Why Is Australia So Slow At Adopting Electric Cars?

Image: Tesla

In the race to adopt electric vehicles, Australia is sputtering along in the slow lane. Rather than growing, Australian sales of electric cars are actually in decline. In 2016 they represented just 0.02 per cent of new car sales – even lower than in 2013.

Contrast that with Norway, the country with the highest levels of electric car adoption. Almost 30 per cent of new cars sold there in 2016 were electric.

Read more: How electric cars can help save the grid

Why are Australian motorists rejecting electric cars while those in other advanced economies are embracing them? As the National Roads and Motorists’ Association (NRMA) has previously pointed out, high vehicle prices are an obvious barrier. But that is only part of the answer.

Our current research, in which we used online questionnaires to survey Australian motorists’ attitudes to electric vehicles, suggests that a comprehensive network of recharging stations, particularly on popular intercity routes, is essential to encourage drivers to go electric. This seems to be even more important than subsidising the cost of the cars themselves.

Rechargers on highways, in country towns and at service centres need to be fast and convenient, so that motorists aren’t unduly delayed. Without the right charging infrastructure, there is no foundation to allow Australian motorists to go electric with confidence.
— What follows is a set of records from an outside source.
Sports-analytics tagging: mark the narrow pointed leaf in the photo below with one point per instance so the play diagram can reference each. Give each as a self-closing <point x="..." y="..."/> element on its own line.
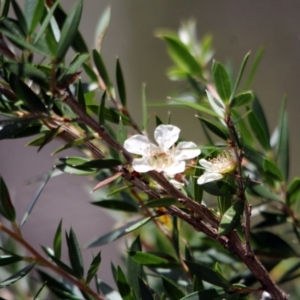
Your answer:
<point x="254" y="67"/>
<point x="283" y="151"/>
<point x="45" y="22"/>
<point x="102" y="27"/>
<point x="134" y="269"/>
<point x="242" y="99"/>
<point x="34" y="10"/>
<point x="7" y="209"/>
<point x="100" y="66"/>
<point x="123" y="285"/>
<point x="272" y="170"/>
<point x="222" y="81"/>
<point x="36" y="197"/>
<point x="101" y="111"/>
<point x="240" y="75"/>
<point x="146" y="293"/>
<point x="172" y="289"/>
<point x="117" y="233"/>
<point x="75" y="253"/>
<point x="69" y="30"/>
<point x="17" y="276"/>
<point x="121" y="83"/>
<point x="57" y="241"/>
<point x="207" y="274"/>
<point x="94" y="266"/>
<point x="220" y="131"/>
<point x="232" y="217"/>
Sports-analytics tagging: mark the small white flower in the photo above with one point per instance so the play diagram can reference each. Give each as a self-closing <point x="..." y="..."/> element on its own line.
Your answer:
<point x="216" y="168"/>
<point x="164" y="157"/>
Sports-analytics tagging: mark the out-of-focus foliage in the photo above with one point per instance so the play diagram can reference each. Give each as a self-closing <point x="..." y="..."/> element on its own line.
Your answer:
<point x="183" y="231"/>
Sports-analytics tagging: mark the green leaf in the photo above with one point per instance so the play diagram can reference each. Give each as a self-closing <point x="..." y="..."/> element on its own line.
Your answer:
<point x="101" y="111"/>
<point x="9" y="259"/>
<point x="17" y="276"/>
<point x="207" y="274"/>
<point x="57" y="241"/>
<point x="36" y="197"/>
<point x="94" y="266"/>
<point x="220" y="131"/>
<point x="293" y="191"/>
<point x="160" y="202"/>
<point x="121" y="133"/>
<point x="283" y="151"/>
<point x="7" y="209"/>
<point x="172" y="289"/>
<point x="34" y="10"/>
<point x="69" y="30"/>
<point x="115" y="204"/>
<point x="222" y="81"/>
<point x="123" y="285"/>
<point x="202" y="295"/>
<point x="232" y="217"/>
<point x="119" y="232"/>
<point x="259" y="131"/>
<point x="254" y="67"/>
<point x="219" y="188"/>
<point x="149" y="259"/>
<point x="80" y="96"/>
<point x="146" y="293"/>
<point x="45" y="22"/>
<point x="134" y="269"/>
<point x="272" y="170"/>
<point x="100" y="66"/>
<point x="26" y="70"/>
<point x="26" y="94"/>
<point x="20" y="42"/>
<point x="181" y="56"/>
<point x="242" y="99"/>
<point x="20" y="17"/>
<point x="238" y="80"/>
<point x="102" y="26"/>
<point x="120" y="83"/>
<point x="75" y="253"/>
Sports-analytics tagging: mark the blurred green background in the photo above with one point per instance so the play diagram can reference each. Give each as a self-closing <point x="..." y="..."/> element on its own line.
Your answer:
<point x="237" y="26"/>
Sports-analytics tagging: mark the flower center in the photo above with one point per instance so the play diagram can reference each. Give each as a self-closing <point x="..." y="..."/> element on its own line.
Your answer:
<point x="160" y="160"/>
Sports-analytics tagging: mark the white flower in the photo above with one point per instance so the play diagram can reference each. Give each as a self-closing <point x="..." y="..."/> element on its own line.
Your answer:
<point x="164" y="157"/>
<point x="216" y="168"/>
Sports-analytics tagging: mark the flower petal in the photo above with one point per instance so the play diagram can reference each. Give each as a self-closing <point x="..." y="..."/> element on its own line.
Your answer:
<point x="176" y="167"/>
<point x="186" y="150"/>
<point x="137" y="144"/>
<point x="166" y="136"/>
<point x="141" y="165"/>
<point x="209" y="166"/>
<point x="208" y="177"/>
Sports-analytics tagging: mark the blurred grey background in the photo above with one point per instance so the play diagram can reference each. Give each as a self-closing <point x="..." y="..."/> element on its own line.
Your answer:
<point x="237" y="26"/>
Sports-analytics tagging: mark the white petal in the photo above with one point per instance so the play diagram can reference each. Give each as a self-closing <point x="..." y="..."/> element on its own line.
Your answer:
<point x="208" y="177"/>
<point x="176" y="167"/>
<point x="207" y="165"/>
<point x="141" y="165"/>
<point x="186" y="150"/>
<point x="166" y="136"/>
<point x="137" y="144"/>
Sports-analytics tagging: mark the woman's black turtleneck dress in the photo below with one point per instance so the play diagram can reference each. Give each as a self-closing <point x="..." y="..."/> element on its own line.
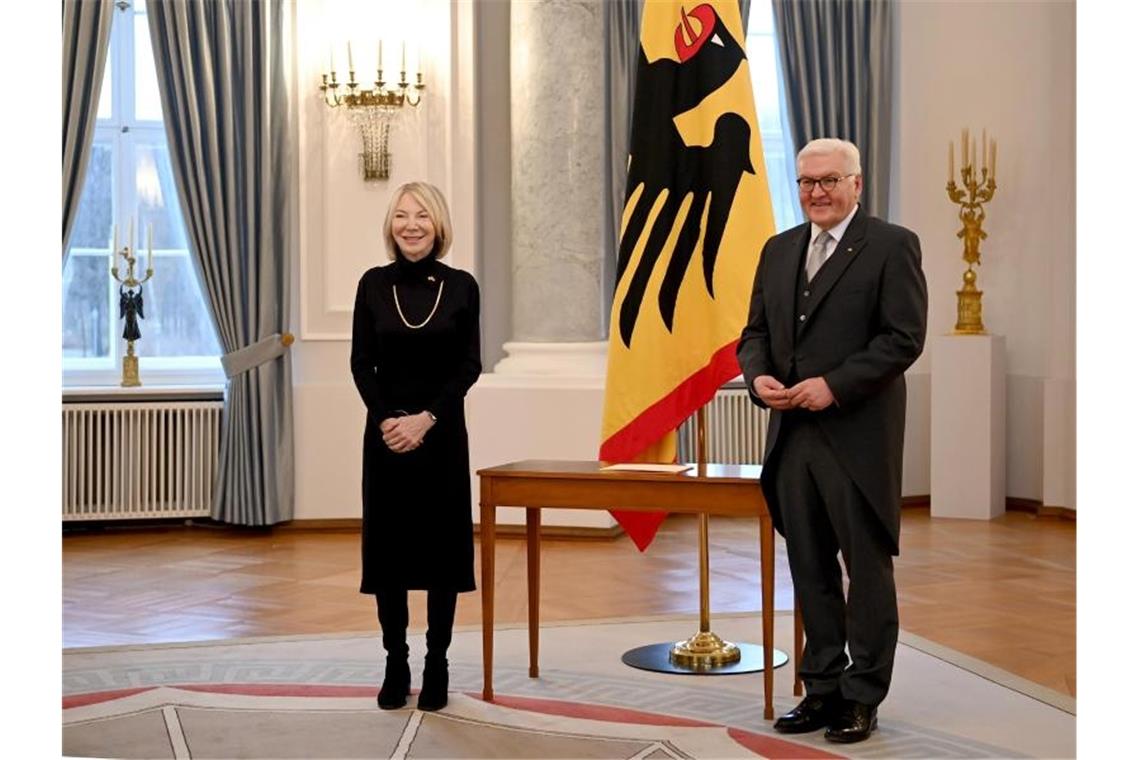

The average Australian motorist drives 36km per day for all passenger vehicles (see table 8 here). This is well within the range of modern fully electric vehicles – more than 150km for the models on sale in Australia – and actually less than Norwegians, who drive more than 40km a day on average.

Norwegian drivers also enjoy the highest proportion of rechargers in the world. But on another criterion the world leader is Estonia. It’s credited as the first nation to build a country-wide network, with a recharging station every 50km on major roads, and one in every town with a population of at least 5,000.

Bumps in the road

Every country that has successfully adopted electric cars has done so by providing an effective recharging network. But we can learn from what has gone wrong in some of these places too.

Our research suggests that governments need to ensure that recharging stations work for motorists, rather than just for the network providers. Recharge points should have standardised fittings, easy payment options such as credit and debit card facilities, and prompt maintenance – all features of existing fuel stations.

Imagine if you could only fill up with petrol by pre-registering with a network, such as Caltex or Shell, and making sure you had paid in advance before taking a long trip. It sounds ridiculous, but that is the situation electric motorists face in some places.

Britain has multiple subscriber-only recharging networks, which frequently have chargers that are out of order. Recently, sales of fully electric vehicles have stagnated and it has only been a surge in sales of plug-in hybrids that boosted sales to 1.45% in 2016, up from 1.09% in 2015.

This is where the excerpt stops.